Some Do Not…

by Charlotte Reads Classics

The first book of Ford Madox Ford’s Parade’s End is beautiful. Seriously beautiful. I’ve loved Ford’s writing ever since I read The Good Soldier and am pleased that the new adaptation will get people reading it again.

Some Do Not… is beautiful because the way of life described is contradicted by the war the reader knows is coming. The last, long English summer is a much used metaphor which Ford uses to his advantage: Whilst everything and everyone is witty and sparkling and modern, inside they are slightly rotten and passionately flawed. Real, I suppose.

Christopher and Sylvia’s marriage is going to be one of the most interesting parts of Parade’s End. Katherine described Sylvia’s love as a desire for possession, which I completely agree with. Their relationship is built on layers of trust and mistrust, double meanings and potentially shady pasts. Valentine, the potential mistress, is an interesting character too – a suffragette supporting her family.

If you wanted something killed you’d go to Sylvia Tietjens in the sure faith that she would kill it: emotion, hope, ideal; kill it quick and sure. If you wanted something kept alive you’d go to Valentine: she’d find something to do for it.

As a side note, I think Rebecca Hall is going to be amazing as Sylvia and I’m looking forward to watching her performance. All the characters are so well written and I feel as though I have only caught a glimpse of their depth.

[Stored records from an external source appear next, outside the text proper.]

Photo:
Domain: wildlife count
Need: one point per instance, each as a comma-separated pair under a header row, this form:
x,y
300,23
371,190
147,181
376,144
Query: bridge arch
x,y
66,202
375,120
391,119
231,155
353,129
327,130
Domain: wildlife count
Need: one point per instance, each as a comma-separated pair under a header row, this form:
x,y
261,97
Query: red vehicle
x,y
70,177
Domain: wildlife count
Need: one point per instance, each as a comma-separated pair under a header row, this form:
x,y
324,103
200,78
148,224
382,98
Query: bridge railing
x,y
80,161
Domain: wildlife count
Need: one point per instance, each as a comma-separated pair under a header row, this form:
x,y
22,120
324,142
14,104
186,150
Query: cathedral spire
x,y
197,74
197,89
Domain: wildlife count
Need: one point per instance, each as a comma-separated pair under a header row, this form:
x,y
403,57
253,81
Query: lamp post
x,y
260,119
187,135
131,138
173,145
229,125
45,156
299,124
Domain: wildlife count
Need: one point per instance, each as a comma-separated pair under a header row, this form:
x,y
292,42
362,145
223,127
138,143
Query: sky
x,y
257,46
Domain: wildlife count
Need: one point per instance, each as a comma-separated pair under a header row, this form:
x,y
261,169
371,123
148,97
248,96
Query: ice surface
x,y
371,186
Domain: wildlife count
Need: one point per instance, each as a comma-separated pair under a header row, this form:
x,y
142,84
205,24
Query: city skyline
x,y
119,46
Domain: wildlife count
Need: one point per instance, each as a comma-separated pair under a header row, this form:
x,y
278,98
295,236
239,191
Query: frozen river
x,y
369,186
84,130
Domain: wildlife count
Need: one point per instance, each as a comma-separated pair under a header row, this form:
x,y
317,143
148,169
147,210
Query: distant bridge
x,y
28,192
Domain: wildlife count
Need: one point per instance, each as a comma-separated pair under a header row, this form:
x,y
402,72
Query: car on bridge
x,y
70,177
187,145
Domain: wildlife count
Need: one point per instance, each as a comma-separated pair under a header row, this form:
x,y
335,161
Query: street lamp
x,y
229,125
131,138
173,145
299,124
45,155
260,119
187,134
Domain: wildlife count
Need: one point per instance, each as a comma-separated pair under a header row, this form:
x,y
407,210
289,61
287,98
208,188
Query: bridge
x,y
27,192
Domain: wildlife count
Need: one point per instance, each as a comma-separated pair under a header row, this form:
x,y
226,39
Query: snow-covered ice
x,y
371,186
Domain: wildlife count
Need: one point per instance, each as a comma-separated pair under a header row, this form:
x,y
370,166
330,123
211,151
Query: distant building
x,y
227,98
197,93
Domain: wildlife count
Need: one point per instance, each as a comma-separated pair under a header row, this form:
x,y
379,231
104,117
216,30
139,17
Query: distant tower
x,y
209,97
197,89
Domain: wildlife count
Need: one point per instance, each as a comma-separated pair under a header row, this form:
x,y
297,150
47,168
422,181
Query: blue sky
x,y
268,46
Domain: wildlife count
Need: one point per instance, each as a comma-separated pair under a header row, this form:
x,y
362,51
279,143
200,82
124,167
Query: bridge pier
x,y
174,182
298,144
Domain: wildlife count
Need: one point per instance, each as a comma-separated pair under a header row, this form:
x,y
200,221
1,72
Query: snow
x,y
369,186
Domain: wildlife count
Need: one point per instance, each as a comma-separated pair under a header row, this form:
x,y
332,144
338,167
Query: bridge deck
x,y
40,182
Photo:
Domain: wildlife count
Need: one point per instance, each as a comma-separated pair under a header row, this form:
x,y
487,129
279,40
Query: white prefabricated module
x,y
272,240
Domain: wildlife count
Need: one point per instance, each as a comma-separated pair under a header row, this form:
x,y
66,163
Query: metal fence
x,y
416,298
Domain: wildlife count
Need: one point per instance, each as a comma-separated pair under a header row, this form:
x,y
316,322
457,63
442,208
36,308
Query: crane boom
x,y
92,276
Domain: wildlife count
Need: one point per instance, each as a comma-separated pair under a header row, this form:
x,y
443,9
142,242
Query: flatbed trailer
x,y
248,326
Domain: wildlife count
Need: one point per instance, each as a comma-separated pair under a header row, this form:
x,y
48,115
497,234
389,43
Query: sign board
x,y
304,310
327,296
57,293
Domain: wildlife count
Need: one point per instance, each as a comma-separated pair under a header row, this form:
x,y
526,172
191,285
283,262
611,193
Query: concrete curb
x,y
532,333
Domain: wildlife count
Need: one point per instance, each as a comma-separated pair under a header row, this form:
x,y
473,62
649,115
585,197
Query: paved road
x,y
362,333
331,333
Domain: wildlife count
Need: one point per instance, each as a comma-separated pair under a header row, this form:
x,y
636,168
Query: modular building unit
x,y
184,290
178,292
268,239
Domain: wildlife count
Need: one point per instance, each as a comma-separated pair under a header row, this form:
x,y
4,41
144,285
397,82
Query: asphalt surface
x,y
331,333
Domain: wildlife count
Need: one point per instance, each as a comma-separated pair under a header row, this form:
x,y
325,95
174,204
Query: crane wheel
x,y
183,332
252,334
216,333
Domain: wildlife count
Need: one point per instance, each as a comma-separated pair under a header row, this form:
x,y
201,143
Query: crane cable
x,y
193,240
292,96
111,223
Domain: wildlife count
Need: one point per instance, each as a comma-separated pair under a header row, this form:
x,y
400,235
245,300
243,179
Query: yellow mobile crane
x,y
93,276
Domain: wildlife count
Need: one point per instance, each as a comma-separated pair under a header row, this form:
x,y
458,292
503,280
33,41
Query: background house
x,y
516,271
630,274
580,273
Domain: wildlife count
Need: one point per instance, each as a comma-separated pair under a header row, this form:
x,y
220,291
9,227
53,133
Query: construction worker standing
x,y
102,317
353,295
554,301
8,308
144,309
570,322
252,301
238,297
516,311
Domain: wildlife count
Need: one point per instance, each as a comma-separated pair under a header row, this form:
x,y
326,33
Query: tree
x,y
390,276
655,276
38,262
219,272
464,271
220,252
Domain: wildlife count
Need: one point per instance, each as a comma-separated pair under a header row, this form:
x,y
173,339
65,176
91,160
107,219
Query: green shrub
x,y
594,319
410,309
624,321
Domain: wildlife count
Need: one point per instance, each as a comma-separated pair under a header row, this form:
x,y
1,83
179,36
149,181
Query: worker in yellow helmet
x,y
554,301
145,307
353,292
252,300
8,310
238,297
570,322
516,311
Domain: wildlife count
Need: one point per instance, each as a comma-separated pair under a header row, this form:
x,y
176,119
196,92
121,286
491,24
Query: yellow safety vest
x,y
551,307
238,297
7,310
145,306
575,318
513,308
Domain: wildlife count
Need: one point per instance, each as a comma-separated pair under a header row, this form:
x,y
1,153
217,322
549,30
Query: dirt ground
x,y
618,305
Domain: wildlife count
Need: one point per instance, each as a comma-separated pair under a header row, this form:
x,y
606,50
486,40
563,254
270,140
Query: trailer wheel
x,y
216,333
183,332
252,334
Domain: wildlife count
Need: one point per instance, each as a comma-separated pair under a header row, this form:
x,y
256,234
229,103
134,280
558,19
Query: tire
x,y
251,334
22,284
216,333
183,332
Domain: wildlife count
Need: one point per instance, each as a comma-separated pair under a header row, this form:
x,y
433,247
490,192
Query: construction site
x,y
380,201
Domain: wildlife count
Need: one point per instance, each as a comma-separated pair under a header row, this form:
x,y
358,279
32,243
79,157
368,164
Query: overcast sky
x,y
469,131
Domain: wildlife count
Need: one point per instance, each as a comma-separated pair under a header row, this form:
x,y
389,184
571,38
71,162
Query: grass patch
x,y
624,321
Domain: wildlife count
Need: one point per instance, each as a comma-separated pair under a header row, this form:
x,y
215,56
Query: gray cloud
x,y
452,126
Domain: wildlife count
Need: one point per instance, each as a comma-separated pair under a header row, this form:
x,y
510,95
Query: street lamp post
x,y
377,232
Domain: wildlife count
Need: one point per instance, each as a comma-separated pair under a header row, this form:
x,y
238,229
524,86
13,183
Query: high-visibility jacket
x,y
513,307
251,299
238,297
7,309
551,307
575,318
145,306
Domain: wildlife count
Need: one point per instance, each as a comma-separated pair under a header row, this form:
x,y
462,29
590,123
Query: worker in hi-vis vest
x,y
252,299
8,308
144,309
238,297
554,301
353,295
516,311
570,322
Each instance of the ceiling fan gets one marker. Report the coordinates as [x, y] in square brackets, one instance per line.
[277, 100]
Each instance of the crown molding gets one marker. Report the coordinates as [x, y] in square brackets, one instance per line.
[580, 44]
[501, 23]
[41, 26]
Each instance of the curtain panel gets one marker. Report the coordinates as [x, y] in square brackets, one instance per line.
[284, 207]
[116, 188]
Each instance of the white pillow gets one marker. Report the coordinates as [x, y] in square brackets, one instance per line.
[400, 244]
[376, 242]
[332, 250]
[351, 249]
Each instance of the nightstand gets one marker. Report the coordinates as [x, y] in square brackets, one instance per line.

I am surprised Parade’s End is not a more frequently cited Modernist novel. It was first published just two years after Ulysses and there are some similarities between the two. Ford Madox Ford uses the stream of consciousness in different voices like Joyce did, but in an infinitely more readable way. He has also played around with conventional forms by jumbling up the story’s chronology. Time jarringly skips forwards and backwards, but it enables Ford to present parts of the story as memories. Isn’t that how real stories are? And how life is?  I think the style makes the book so much richer.

I am watching the series as well, luckily I had managed to read enough to be able to watch on Friday without fear of spoilers. Hopefully I will be able to keep ahead! I enjoyed the first episode, I think they’ve really captured the style and tone of the book.